A DRE allows the examining physician to examine the contour, firmness, symmetry, and presence of nodules or endurations of the prostate. A DRE is a useful screening tool to detect prostate cancer, but it can miss cancer that is confined to the prostate; so this means that it misses nearly half of the cases of prostate cancer. When combined with a PSA test, an accurate DRE improves the detection of prostate cancer. An abnormal DRE may detect prostate cancer that is higher grade and different from that detected by PSA tests. Anatomically, the prostate is divided into different zones. The peripheral zone is the most common site of malignancy; and this may be palpable, unlike malignancies in the transition zone, which may not be palpable but can manifest as obstructive urinary symptoms.22
There is a significant concern for micrometastatic disease beyond the local-regional area in patients who present with PSA greater than 20 ng/mL. This concern is intensified in the subset of patients who have PSA greater than 50 ng/mL. In this challenging clinical situation, the utility of aggressive local and regional therapy is unclear. Appropriate options for initial treatment may include either radical radiation with adjuvant androgen suppression or androgen suppression alone. In addition, the clinical criteria for the appropriate integration of radical prostatectomy in this patient population are unknown.23 Gerstenbluth et al24 have shown that alone, serum PSA of at least 20 ng/mL had a positive predictive value of 87%. When the PSA was increased to greater than 50 ng/mL, a positive predictive value of 98.5% accuracy in predicting the presence of prostate cancer on tissue biopsy was obtained. These findings suggest that a tissue biopsy to confirm the presence of prostate cancer may be foregone, and proceeding directly to treatment is warranted.
Conclusion
Prostate cancer, a leading cause of morbidity and mortality in aging men, is still an enigma in terms of its natural history. It affects African American men disproportionately in terms of prevalence and mortality, compared with white/European men. Although mass screening for the detection of prostate cancer remains controversial, the clinical encounter between the physician and the patient ultimately determines the course of action through shared decision making.
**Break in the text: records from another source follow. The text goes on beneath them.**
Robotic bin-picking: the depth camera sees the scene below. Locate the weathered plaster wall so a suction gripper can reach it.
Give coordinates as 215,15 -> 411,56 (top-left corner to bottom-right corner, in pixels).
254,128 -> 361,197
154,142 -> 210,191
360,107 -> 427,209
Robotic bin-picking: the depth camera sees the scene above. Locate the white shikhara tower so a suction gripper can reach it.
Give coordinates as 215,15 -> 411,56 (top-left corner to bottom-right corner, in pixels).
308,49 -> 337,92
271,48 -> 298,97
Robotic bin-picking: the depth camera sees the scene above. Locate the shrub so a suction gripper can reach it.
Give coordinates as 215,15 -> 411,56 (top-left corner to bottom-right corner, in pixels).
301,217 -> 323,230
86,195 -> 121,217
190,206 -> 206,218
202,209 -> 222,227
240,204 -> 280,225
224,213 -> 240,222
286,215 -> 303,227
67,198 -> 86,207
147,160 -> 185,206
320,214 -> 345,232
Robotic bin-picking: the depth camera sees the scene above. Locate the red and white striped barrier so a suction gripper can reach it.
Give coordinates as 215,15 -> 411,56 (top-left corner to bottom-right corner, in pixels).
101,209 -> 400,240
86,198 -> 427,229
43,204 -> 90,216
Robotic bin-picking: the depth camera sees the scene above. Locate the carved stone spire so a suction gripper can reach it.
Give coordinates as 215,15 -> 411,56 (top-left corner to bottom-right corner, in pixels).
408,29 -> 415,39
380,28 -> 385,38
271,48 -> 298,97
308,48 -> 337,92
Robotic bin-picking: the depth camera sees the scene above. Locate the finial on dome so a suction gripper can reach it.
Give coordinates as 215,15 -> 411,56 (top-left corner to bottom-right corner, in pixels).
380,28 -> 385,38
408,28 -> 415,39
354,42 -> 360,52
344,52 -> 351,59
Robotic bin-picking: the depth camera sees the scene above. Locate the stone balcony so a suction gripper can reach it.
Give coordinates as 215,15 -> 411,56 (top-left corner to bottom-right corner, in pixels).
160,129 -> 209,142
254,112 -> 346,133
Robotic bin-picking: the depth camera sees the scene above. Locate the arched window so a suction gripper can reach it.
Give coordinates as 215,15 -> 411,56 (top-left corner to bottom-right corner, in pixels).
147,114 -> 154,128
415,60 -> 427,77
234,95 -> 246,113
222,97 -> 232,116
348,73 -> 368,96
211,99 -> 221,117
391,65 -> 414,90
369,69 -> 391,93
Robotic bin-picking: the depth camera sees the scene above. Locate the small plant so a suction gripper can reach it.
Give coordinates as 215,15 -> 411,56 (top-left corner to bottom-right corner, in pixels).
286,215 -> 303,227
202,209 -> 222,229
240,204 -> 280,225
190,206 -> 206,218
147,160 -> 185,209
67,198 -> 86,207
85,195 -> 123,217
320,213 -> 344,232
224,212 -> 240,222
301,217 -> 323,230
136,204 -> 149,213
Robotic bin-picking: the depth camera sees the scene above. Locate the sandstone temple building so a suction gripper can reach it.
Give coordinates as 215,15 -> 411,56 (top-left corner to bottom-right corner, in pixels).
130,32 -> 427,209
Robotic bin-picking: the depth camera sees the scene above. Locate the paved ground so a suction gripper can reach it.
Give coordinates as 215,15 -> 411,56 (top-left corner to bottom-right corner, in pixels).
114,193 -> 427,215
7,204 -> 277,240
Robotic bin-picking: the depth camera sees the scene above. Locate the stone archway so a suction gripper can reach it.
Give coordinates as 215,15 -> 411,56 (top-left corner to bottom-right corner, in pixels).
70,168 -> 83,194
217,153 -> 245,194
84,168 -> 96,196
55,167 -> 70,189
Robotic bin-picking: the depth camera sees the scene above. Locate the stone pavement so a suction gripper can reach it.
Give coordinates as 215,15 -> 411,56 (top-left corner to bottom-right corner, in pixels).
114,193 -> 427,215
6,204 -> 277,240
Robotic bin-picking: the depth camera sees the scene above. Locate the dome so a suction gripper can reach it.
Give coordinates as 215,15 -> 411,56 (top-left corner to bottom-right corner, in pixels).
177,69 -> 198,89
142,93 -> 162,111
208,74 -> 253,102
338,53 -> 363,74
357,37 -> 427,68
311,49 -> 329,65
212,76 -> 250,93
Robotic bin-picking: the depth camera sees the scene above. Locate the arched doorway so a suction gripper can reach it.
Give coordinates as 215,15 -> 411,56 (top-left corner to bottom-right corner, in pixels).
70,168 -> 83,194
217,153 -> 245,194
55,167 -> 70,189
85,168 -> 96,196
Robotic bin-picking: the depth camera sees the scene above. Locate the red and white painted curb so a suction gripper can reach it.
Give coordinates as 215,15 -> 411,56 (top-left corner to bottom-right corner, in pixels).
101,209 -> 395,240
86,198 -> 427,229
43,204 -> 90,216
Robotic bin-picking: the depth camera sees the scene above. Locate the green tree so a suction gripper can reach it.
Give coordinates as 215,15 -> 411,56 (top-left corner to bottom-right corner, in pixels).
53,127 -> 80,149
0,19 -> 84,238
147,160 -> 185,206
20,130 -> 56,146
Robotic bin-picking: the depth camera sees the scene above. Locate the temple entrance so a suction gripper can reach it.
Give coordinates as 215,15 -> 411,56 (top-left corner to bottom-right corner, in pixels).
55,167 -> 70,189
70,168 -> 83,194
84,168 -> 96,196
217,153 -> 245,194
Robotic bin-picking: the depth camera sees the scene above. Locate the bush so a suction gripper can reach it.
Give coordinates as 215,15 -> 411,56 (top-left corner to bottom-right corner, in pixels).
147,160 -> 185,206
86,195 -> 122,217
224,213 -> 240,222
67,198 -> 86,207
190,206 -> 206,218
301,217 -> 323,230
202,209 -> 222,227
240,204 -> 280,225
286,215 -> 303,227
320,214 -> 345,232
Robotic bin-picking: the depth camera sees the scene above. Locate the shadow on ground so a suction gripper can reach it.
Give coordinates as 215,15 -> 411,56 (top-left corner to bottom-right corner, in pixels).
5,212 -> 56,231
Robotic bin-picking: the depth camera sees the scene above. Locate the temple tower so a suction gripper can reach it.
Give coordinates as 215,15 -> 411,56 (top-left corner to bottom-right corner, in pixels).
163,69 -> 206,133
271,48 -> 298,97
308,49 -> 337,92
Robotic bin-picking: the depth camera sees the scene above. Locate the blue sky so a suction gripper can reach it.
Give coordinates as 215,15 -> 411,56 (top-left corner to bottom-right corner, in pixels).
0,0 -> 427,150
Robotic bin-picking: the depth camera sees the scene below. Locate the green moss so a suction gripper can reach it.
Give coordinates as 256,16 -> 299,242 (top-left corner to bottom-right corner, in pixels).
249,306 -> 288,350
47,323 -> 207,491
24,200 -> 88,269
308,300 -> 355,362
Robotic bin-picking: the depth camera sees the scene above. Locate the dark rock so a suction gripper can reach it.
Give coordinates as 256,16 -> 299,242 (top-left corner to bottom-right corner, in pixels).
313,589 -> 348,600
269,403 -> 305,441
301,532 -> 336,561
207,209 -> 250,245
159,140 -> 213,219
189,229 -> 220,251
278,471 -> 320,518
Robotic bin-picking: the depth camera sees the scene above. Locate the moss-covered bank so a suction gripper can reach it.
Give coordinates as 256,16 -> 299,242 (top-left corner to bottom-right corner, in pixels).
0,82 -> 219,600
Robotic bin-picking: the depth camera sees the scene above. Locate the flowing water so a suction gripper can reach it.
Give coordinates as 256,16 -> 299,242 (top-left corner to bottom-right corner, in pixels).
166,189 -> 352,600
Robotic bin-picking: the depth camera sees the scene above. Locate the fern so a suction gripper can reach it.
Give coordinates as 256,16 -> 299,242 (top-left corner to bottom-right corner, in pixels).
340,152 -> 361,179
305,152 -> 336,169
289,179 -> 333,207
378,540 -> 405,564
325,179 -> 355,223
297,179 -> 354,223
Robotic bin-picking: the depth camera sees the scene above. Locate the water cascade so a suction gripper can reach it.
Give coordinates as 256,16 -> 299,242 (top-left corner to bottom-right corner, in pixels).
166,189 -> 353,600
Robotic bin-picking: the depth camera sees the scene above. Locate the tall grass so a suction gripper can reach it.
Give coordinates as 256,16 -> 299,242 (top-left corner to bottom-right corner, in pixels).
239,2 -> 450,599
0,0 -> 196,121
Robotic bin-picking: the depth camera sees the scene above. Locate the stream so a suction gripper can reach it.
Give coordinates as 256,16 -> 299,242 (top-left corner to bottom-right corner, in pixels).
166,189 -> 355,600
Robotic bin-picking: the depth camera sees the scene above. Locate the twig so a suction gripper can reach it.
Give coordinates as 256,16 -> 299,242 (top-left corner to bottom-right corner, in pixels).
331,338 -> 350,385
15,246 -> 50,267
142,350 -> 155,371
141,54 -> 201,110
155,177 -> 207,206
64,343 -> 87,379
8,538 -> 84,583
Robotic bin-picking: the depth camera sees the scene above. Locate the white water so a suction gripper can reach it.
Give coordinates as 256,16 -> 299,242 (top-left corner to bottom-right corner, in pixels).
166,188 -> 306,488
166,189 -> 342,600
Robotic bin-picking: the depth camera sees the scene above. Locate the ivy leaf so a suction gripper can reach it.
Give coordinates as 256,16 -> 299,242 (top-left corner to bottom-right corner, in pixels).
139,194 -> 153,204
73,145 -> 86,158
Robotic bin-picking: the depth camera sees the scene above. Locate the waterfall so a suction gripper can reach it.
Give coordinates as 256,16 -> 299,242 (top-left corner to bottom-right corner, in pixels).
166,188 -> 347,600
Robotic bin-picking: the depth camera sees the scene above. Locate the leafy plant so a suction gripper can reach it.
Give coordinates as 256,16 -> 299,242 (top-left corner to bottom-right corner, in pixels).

Metastatic prostate cancer carries a poor prognosis, with estimated survival being between 12 to 24 months after the initial diagnosis. There is no hope for cure. Palliative care for relief of pain and other complications related to disease extension to areas beyond the confines of the prostate gland is the primary therapeutic goal.
Chiropractic physicians are educated and trained to provide primary care–related services, as well as specialty care. As such, chiropractic physicians should maintain a high degree of suspicion for catastrophic causes of back-related complaints, such as metastatic prostate cancer. The Prostate Cancer Prevention Trial Risk Calculator, a research validated instrument, should be used in the assessment of prostate cancer risk. Performance of the DRE and of the PSA determination remains integral in the clinical assessment of the health status in aging men, with or without back pain.
Funding sources and potential conflicts of interest
No funding sources or conflicts of interest were reported for this study.